Perhaps this is literal, but how do we know? Was this metaphorical or symbolic language? Both the apostles Paul and John used the metaphor of the "bride of Christ" to represent the people who are Christ's people, that is, his Church
Paul wrote to the Corinthians, "For I feel a divine jealousy for you, since I betrothed you to one husband, to present you as a pure virgin to Christ." (2 Corinthians 11:2) and he likened human marriage that was talked about in Genesis to the relationship between the church and Christ in his letter to the Ephesians: "'Therefore a man shall leave his father and mother and hold fast to his wife, and the two shall become one flesh.' This mystery is profound, and I am saying that it refers to Christ and the church." (Ephesians 5:31-32).

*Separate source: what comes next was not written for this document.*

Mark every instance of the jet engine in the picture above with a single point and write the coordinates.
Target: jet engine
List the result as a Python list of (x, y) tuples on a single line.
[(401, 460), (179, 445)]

John, in the mysterious revelation given to him, wrote concerning how the church would be united with Christ in the end time this: "And I saw the holy city, new Jerusalem, coming down out of heaven from God, prepared as a bride adorned for her husband. And I heard a loud voice from the throne saying, “Behold, the dwelling place of God is with man. He will dwell with them, and they will be his people, and God himself will be with them as their God. (Revelation 21:2-3)
Notice that not only do we have a "bride," but we also have the idea of God "dwelling" with man!

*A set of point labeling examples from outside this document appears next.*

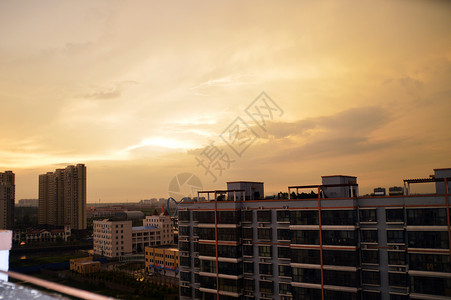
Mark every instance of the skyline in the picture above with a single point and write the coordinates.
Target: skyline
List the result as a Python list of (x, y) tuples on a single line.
[(136, 92)]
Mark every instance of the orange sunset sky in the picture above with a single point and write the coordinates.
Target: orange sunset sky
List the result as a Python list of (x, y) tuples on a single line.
[(137, 89)]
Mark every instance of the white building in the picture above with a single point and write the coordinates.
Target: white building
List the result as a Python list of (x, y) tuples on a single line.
[(119, 238), (164, 223), (112, 238)]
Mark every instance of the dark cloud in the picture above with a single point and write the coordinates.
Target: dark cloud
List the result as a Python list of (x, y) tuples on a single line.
[(349, 132)]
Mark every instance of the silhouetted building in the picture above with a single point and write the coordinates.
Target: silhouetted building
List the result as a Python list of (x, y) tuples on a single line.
[(62, 197), (7, 196), (338, 245)]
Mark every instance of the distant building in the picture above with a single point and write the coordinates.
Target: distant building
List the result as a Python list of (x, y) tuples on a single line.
[(162, 260), (84, 265), (130, 214), (7, 196), (119, 238), (28, 203), (112, 238), (164, 223), (62, 197), (41, 235)]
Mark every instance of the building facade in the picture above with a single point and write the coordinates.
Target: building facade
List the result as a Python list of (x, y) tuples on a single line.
[(163, 222), (62, 197), (162, 260), (7, 196), (119, 238), (112, 238), (41, 235), (325, 242)]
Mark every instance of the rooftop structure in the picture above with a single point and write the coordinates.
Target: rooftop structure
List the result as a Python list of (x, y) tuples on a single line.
[(335, 245)]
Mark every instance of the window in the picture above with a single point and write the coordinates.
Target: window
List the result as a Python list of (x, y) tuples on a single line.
[(248, 267), (426, 216), (306, 275), (266, 287), (283, 252), (338, 295), (205, 233), (185, 261), (184, 230), (397, 258), (338, 217), (247, 216), (264, 234), (265, 251), (185, 291), (248, 250), (230, 268), (397, 279), (371, 277), (284, 288), (305, 256), (283, 216), (248, 233), (207, 217), (305, 237), (340, 258), (228, 234), (184, 246), (368, 236), (283, 234), (249, 284), (306, 293), (341, 278), (431, 285), (430, 262), (185, 276), (339, 237), (229, 217), (265, 269), (284, 270), (367, 295), (395, 236), (367, 215), (428, 239), (184, 215), (394, 215), (304, 217), (264, 216), (370, 256)]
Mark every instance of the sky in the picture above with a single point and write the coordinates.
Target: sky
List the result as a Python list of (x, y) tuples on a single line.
[(143, 91)]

Or take an account that Matthew recorded:
"While Jesus was still talking to the crowd, his mother and brothers stood outside, wanting to speak to him. Someone told him, 'Your mother and brothers are standing outside, wanting to speak to you.' He replied to him, 'Who is my mother, and who are my brothers?' Pointing to his disciples, he said, 'Here are my mother and my brothers. For whoever does the will of my Father in heaven is my brother and sister and mother.' (Matthew 12:46-49)
This shows that Jesus could use family ties metaphorically. It is not beyond comprehension that someone writing a text 200 years after Christ might want attribute to Jesus that same kind of metaphorical language to address Jesus' relationship to his followers.